Обсуждение: optimizing a (simple?) query on a largeish table
Hi.
I'm just getting started with PostgreSQL. Porting over an huge Oracle
database application for a fun first project :^)
I've got the following query which I'm trying to run on a 4.2 million row table:
SELECT ActionItems.*
FROM ActionItems
WHERE
attn=upper(SESSION_USER)
or attn in (
select upper(groname)
from pg_group
where (select oid from pg_roles where rolname = SESSION_USER) = ANY(grolist)
)
ORDER BY dateTimeCreated
That is, "match any ActionItem directed to me personally, or to the
groups to which I belong".
It currently takes about 8 seconds.
I have indexes on both used columns in the large table ("attn" and
"dateTimeCreated"), but it doesn't seem to be using them --- I've
attached the "EXPLAIN" result below.
Any ideas about what's going on here?

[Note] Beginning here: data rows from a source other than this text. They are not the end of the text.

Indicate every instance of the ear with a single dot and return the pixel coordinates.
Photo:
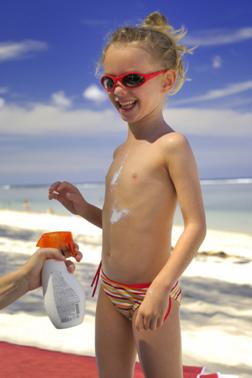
(169, 79)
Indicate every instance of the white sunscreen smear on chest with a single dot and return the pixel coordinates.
(117, 214)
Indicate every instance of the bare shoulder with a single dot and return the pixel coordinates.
(175, 143)
(117, 149)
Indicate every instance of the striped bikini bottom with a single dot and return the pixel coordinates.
(128, 297)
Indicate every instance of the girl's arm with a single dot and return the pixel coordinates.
(182, 169)
(72, 199)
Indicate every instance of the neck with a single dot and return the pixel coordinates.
(149, 128)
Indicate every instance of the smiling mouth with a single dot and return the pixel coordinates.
(127, 105)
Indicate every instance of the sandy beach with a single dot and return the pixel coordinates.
(216, 310)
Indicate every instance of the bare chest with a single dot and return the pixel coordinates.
(137, 175)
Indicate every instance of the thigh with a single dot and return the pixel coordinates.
(159, 351)
(114, 341)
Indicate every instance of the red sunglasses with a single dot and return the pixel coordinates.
(129, 80)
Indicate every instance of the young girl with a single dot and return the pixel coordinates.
(139, 297)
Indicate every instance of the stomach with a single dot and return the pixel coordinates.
(133, 252)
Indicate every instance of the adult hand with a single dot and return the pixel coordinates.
(33, 267)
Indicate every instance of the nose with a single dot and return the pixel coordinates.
(119, 89)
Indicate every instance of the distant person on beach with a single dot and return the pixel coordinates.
(28, 277)
(139, 298)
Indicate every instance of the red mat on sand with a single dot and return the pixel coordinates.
(28, 362)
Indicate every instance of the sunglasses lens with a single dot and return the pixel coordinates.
(107, 82)
(133, 80)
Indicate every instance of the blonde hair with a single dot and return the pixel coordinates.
(161, 41)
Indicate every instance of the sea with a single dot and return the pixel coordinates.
(228, 202)
(216, 308)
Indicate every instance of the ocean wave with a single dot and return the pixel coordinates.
(226, 181)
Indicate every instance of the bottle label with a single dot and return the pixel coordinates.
(67, 301)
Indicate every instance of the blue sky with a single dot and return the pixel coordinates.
(56, 123)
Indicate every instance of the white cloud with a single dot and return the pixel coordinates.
(214, 94)
(93, 93)
(211, 122)
(43, 119)
(222, 141)
(2, 102)
(14, 50)
(216, 37)
(46, 119)
(59, 99)
(216, 62)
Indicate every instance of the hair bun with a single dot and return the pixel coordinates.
(156, 20)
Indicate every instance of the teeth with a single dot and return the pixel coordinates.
(130, 102)
(127, 103)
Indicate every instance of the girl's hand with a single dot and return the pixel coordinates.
(68, 195)
(151, 312)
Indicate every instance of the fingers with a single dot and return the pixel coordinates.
(51, 253)
(53, 190)
(148, 322)
(67, 253)
(70, 266)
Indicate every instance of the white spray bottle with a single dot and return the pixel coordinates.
(64, 297)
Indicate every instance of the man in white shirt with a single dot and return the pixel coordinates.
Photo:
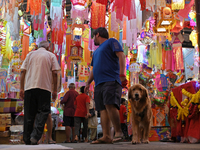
(36, 73)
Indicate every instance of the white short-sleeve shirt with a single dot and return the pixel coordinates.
(39, 65)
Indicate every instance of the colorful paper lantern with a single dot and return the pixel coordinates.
(76, 53)
(78, 2)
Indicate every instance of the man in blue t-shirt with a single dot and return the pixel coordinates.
(108, 73)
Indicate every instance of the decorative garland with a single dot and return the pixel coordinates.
(184, 111)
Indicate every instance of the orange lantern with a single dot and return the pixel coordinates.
(76, 53)
(78, 2)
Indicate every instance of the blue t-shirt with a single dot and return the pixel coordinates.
(106, 63)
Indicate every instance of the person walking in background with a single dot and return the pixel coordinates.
(108, 73)
(35, 88)
(49, 130)
(123, 117)
(92, 120)
(69, 110)
(81, 114)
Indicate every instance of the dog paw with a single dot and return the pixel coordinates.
(135, 142)
(146, 142)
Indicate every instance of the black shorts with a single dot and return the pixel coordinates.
(107, 93)
(68, 121)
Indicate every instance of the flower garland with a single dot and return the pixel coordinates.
(185, 110)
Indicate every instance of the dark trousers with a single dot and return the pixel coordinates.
(36, 110)
(124, 130)
(77, 125)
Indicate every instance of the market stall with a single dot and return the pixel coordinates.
(159, 39)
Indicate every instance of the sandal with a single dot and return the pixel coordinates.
(118, 139)
(99, 141)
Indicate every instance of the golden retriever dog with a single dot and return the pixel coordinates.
(141, 113)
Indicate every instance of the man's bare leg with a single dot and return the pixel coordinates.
(105, 124)
(67, 132)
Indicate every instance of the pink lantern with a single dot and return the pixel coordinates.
(78, 2)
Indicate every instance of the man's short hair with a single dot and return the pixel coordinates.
(44, 44)
(102, 32)
(72, 85)
(82, 89)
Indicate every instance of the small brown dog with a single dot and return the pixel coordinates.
(141, 113)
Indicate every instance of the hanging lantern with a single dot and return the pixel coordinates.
(178, 4)
(79, 4)
(166, 23)
(76, 53)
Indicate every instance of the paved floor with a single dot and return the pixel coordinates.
(116, 146)
(129, 146)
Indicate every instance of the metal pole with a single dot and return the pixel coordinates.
(197, 7)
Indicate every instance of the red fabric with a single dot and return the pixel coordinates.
(143, 4)
(122, 110)
(126, 8)
(191, 127)
(97, 11)
(80, 103)
(104, 2)
(184, 12)
(68, 100)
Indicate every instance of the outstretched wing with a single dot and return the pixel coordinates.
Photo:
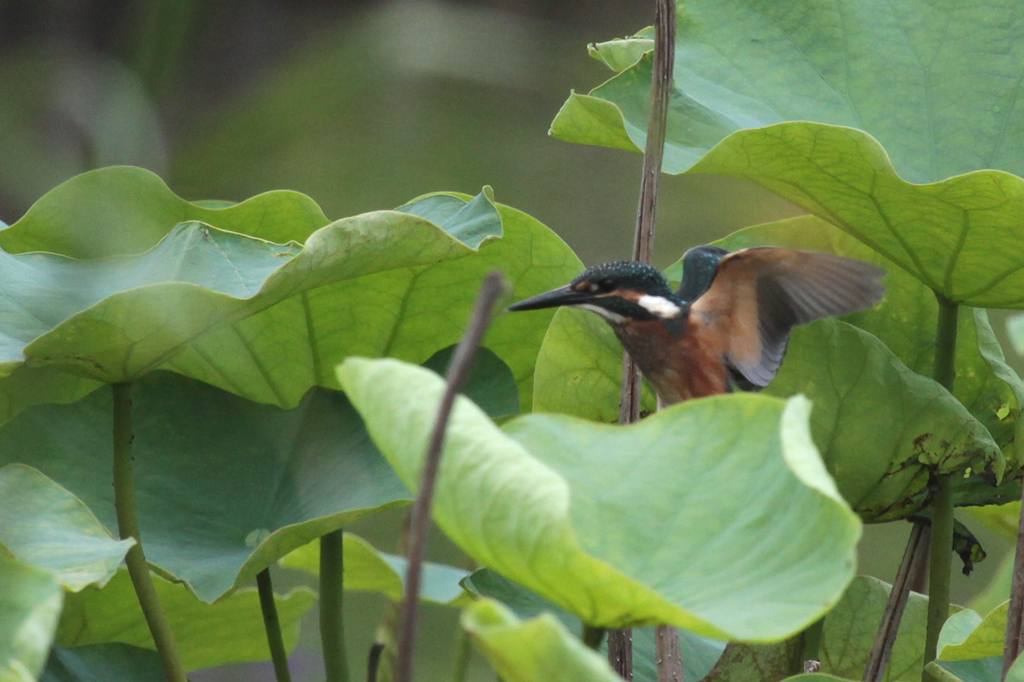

How can I reduce the execution time?
Thanks,
Kurt
---
Sort (cost=1242644.46..1247909.54 rows=2106033 width=200)
Sort Key: datetimecreated
-> Seq Scan on actionitems (cost=573.01..186430.80 rows=2106033 width=200)
Filter: (((attn)::text = upper(("session_user"())::text)) OR
(hashed subplan))
SubPlan
-> Seq Scan on pg_authid (cost=5.10..573.01 rows=2 width=64)
Filter: ((NOT rolcanlogin) AND ($0 = ANY ((subplan))))
InitPlan
-> Seq Scan on pg_authid (cost=0.00..5.10 rows=1 width=4)
Filter: (rolname = "session_user"())
SubPlan
-> Seq Scan on pg_auth_members (cost=0.00..4.01
rows=15 width=4)
Filter: (roleid = $1)
"Dr. Kurt Ruff" <kurt.ruff@gmail.com> writes:
> I've got the following query which I'm trying to run on a 4.2 million row table:
> SELECT ActionItems.*
> FROM ActionItems
> WHERE
> attn=upper(SESSION_USER)
> or attn in (
> select upper(groname)
> from pg_group
> where (select oid from pg_roles where rolname = SESSION_USER) = ANY(grolist)
> )
> ORDER BY dateTimeCreated
Replacing the OR with a UNION or UNION ALL might help, though I also
wonder whether you've selected a compatible datatype for "attn".
The upper() calls will yield type TEXT.
[ fools around a bit... ] Another possibility, if you're using PG 8.2
or later, is to replace the "attn IN (sub-SELECT)" with "attn = ANY
(ARRAY(sub-SELECT))". This is a hack --- the planner probably ought to
think of that for itself --- but currently it doesn't.
All this advice is predicated on the assumption that there are few
enough matching rows that multiple indexscans really are a better plan
than one seqscan. Since you didn't say how many rows you expect, it's
not impossible that the plan you've got is in fact the best.
regards, tom lane